Introduction

Anterior cervical discectomy and fusion (ACDF) is widely performed for the treatment of cervical diseases, estimated to provide relief for more than 90% of radicular and myelopathic complaints [1]. However, ACDF has been associated with the development of new degeneration at levels adjacent to the fused segments [2, 3]. This operation affected normal cervical spine alignment, and loss of mobility at one functional spinal unit increased the load sustained by the remaining units [4]. Hilibrand et al. [5] classified degeneration of adjacent segments as “adjacent segment degeneration” (ASDeg) and “adjacent segment disease” (ASDis) to formulate unified standards and to avoid confusion when researching these problems. ASDeg was defined as radiographic changes at the adjacent segments, whereas ASDis was used to refer to the development of new clinical symptoms, such as mechanical neck pain or coronal-sagittal imbalance. However, the etiology and symptomatology of these adjacent segment changes have remained intensely controversial. Some experts believe it is the natural progress of cervical disc disease [6,7,8], while others insist fusion can change the biomechanics of adjacent segments, accelerating adjacent segment degeneration/disease (ASD) [2, 9].
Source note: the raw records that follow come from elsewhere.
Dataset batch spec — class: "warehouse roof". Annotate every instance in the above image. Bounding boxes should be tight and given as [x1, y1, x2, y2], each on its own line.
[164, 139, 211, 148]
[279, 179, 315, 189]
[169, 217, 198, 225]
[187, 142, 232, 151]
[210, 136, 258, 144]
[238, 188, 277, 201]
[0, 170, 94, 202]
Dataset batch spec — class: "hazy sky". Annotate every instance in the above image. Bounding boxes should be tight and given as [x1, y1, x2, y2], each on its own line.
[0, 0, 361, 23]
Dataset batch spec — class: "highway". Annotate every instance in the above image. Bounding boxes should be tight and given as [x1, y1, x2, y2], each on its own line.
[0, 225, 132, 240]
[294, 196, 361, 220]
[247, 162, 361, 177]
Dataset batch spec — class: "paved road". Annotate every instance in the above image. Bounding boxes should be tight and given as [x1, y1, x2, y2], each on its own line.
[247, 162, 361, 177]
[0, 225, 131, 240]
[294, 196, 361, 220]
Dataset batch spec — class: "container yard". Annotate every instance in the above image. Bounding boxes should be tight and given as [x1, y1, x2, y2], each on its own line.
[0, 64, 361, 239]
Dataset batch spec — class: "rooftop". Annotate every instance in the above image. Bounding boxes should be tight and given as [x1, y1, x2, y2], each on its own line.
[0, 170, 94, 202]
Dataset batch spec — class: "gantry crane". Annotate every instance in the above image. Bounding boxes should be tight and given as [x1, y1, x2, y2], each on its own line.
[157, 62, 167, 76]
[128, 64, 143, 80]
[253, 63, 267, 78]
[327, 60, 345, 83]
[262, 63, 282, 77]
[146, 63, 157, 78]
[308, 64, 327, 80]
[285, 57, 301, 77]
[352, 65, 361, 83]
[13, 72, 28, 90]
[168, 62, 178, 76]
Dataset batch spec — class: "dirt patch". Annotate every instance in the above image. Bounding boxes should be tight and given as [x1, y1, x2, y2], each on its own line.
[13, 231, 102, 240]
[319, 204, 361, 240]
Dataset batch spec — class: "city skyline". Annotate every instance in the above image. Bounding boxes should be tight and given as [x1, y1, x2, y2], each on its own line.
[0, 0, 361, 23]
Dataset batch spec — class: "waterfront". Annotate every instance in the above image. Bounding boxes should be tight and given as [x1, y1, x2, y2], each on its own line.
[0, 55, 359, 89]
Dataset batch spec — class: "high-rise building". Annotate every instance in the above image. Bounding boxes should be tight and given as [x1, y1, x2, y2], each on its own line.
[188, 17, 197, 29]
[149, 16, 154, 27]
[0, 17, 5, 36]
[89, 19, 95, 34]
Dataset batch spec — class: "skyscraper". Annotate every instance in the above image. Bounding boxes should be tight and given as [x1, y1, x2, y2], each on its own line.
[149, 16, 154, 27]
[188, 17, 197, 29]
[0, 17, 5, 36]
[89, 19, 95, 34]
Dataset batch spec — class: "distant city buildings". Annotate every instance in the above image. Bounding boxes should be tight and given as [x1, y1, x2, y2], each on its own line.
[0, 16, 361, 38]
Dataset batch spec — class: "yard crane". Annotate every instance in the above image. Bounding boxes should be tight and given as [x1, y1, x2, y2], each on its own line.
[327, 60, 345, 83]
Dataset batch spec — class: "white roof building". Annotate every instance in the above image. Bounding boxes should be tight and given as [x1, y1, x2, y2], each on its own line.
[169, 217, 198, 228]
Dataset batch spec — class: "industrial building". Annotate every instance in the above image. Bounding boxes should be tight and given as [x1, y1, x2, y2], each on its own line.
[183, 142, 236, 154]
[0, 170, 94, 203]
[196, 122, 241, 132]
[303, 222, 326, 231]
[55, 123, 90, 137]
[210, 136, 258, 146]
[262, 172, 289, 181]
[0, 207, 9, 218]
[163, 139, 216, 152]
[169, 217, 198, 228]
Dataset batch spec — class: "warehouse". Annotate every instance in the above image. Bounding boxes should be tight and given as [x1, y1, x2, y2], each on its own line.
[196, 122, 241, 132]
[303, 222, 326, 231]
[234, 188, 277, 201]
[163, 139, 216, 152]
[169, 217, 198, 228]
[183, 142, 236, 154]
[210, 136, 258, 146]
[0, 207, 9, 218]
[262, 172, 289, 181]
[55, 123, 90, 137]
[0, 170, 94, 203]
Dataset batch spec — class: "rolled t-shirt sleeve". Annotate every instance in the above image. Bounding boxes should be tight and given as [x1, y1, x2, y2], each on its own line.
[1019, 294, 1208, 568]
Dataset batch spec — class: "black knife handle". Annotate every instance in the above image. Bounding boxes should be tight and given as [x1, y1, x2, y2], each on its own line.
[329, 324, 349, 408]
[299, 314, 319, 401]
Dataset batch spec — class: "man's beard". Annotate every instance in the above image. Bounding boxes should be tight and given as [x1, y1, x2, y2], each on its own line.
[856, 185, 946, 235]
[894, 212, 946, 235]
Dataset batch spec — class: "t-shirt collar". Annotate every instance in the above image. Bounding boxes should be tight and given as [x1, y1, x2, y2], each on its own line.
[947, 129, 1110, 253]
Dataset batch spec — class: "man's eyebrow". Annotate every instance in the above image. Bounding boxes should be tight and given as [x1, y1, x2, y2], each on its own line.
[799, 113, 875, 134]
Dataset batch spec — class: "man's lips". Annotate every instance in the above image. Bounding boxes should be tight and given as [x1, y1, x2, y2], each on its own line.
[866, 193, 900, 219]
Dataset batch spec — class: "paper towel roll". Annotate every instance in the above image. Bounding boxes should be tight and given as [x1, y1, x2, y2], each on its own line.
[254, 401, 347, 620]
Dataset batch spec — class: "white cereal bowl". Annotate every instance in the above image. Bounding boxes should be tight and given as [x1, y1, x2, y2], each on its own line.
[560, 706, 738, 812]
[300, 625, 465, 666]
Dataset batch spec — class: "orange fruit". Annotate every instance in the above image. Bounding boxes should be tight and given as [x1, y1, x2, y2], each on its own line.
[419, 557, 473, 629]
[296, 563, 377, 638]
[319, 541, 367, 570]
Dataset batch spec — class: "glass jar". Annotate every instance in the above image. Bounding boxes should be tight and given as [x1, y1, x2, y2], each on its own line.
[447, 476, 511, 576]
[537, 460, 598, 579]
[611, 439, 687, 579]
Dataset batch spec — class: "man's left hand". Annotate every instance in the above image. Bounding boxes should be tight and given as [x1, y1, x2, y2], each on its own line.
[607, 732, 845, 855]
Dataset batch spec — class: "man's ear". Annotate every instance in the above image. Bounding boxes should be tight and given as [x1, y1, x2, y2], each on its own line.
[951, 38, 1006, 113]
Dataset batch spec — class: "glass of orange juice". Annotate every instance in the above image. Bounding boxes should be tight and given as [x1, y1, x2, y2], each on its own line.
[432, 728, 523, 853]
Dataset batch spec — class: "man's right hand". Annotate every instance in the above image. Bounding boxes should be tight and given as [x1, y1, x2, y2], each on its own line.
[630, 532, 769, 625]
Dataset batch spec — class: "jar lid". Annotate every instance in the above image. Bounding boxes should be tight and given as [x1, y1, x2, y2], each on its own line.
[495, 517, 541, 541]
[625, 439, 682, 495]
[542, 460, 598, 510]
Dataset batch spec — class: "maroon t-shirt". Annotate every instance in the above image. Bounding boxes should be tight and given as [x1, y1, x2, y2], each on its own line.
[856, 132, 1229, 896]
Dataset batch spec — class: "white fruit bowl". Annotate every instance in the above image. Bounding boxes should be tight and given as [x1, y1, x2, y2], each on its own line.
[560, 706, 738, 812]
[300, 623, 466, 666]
Total disc replacement (TDR) on cervical vertebra has been greatly improved over the last decade. Based on a large amount of biomechanical testing, TDR can theoretically decrease the incidence of adjacent segment degeneration by maintaining normal disc kinematics [10,11,12]. But few clinical studies, especially controlled trials, have specifically investigated ASDeg, ASDis, or reoperation after TDR or ACDF together with less relevant evidence-based medicine, including several systematic reviews that could not determine whether TDR is superior in ASD due to the poor qualified studies [13,14,15].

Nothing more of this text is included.